I was guided from the first by the simple principle, "do whatever works". This implied that, if whatever I was doing stopped working, I would need to make a change at that point. But that implication was pretty easy to forget about; I found myself getting pretty comfortable with what I was doing, because it kept working. I began to feel that I had definitely figured out what worked, or at least what worked for me. I was aware, in an abstract sort of way, that what worked for me at one age might not work for me at a later age. Still, when your basic approach works over a period of years, you start to be convinced that you're doing everything right, and you don't need to pay much attention to alternative solutions that other people are using.

Not that I haven't been experimental in some areas. Certainly in terms of diet, I have tried a lot of different approaches. I tried being a pretty strict vegetarian for a long time, but eventually I gave up on that -- not because I found meatless meals unsatisfying, but because I was finding it very hard to put together meatless meals which were not too high in carbohydrates for my purposes. In my experiments with different approaches to diet, I was finding that I could make various diets work, provided that I did plenty of exercise. And I tried to get fit enough to do endurance events, such as marathon races and "century" bike rides (100-milers).

Lately I've been wondering if the endurance sports aren't overkill -- particularly as I'm seeing my exercise buddies succumbing to sports injuries and being forced to take long breaks from exercising at all.
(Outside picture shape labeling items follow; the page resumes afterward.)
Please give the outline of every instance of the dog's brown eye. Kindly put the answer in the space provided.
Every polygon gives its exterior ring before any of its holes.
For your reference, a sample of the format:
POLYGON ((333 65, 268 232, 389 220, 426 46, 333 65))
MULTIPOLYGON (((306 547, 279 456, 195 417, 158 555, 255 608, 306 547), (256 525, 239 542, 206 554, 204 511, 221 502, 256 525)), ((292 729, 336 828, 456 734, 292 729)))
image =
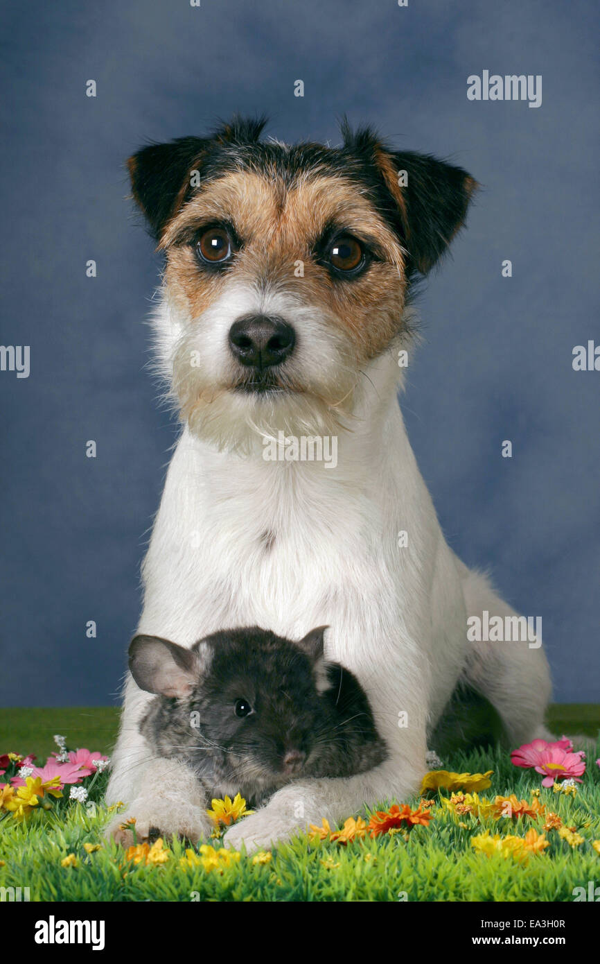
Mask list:
POLYGON ((329 259, 338 271, 355 271, 363 259, 362 248, 356 238, 344 235, 331 245, 329 259))
POLYGON ((212 264, 225 261, 231 254, 231 238, 224 228, 209 228, 200 237, 197 250, 212 264))

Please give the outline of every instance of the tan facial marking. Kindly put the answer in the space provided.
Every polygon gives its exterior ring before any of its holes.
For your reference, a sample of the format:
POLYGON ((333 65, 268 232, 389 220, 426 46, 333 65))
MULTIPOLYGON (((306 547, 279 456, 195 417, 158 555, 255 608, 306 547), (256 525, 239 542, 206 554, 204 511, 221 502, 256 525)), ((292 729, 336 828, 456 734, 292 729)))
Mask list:
POLYGON ((378 354, 399 329, 404 296, 402 248, 360 186, 343 176, 310 173, 286 186, 280 178, 232 172, 185 204, 167 226, 161 247, 168 253, 171 296, 192 319, 219 296, 227 279, 235 278, 297 295, 348 334, 359 361, 378 354), (214 222, 231 222, 242 242, 231 269, 218 274, 203 271, 192 246, 178 243, 214 222), (359 278, 332 279, 313 255, 330 224, 375 244, 382 259, 374 260, 359 278), (303 277, 295 277, 298 261, 303 263, 303 277))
I've become increasingly focused on trying to avoid sports injuries myself, and increasingly worried about whether endurance sports create so much wear and tear on the body that they end up being counterproductive.
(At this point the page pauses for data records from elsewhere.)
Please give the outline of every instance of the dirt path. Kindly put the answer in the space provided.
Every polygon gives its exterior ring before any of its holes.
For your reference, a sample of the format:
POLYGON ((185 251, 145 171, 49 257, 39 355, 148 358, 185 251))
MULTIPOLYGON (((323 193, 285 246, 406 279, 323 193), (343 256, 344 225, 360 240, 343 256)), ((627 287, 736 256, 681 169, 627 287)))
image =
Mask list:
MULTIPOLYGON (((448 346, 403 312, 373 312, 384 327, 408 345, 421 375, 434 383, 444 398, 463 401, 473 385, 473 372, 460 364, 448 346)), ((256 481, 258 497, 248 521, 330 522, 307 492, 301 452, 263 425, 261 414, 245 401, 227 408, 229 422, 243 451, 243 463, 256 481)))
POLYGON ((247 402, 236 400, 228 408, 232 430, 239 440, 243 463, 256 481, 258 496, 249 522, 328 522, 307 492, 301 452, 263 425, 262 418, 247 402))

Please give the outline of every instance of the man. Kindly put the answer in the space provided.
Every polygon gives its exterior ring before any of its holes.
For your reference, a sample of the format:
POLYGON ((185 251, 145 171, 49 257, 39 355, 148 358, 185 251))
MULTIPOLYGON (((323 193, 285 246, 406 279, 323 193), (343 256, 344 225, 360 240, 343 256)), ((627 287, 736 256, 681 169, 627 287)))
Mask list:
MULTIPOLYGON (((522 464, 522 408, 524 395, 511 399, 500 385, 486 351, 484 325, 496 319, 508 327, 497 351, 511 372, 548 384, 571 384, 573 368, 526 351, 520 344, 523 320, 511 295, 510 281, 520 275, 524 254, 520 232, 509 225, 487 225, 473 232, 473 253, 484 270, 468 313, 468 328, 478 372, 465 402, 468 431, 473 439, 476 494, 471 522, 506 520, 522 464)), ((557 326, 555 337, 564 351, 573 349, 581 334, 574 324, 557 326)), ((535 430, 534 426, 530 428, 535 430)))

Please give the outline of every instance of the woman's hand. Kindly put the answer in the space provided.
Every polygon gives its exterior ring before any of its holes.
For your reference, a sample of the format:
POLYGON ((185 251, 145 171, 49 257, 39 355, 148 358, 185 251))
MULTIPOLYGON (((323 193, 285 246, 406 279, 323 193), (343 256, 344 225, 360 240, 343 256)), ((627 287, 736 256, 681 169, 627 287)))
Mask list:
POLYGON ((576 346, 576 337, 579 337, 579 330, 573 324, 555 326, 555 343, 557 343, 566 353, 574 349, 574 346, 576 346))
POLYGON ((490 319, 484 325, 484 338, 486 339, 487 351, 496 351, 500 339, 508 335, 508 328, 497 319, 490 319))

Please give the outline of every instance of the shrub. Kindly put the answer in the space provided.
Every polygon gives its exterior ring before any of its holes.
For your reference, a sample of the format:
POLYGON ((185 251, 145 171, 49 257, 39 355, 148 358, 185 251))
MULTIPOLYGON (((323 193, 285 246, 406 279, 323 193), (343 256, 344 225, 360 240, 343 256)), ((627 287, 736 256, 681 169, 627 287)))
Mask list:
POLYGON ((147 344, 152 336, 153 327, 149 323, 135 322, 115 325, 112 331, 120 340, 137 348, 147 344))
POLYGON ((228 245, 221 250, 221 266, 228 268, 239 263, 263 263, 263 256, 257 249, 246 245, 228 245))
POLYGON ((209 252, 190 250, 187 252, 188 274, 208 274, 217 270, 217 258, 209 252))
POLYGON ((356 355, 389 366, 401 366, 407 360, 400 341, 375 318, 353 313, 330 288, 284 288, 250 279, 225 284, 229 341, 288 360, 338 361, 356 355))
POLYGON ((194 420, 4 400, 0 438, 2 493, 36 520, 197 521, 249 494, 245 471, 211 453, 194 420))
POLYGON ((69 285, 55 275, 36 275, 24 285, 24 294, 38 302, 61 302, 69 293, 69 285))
Some of my readers have lately been directing my attention to emerging evidence that endurance sports ultimately increase your risk of certain health problems, especially atrial fibrillation (a heart-rhythm disorder which not only makes your heart weak and inefficient, but can also promote strokes). I have not yet researched that topic enough to have reached any conclusion about whether endurance workouts do more harm than good (if they dramatically cut the risk of a heart attack and only mildly increase the risk of stroke, they might still be a good tradeoff).

While I'm still trying to figure it out, though, I am trying to get myself into a more flexible frame of mind about the issue. If I find evidence that my approach needs to change, I need to be mentally prepared to do what is necessary.

For right now, simply as an experiment, I am trying to see if walking rather than running can work for me, at least if the walk is a long one. It's a good time to experiment, because my inflamed shoulder-joint is making me think that less physically jarring workouts are probably best while I'm trying to solve that problem. Also, I have time for long walks now -- at least I did yesterday in the evening, because the sunsets are still coming pretty late, and today in the afternoon, because I took the day off work. The trick will be to see if I can make milder exercise work when I'm more pressed for time.

Anyway, I need to keep my mind open to other possible ways of keeping my blood sugar under control. I shouldn't let myself get so stuck on what worked 12 years ago that I'm unable to experiment enough to find out what other approaches might work for me now.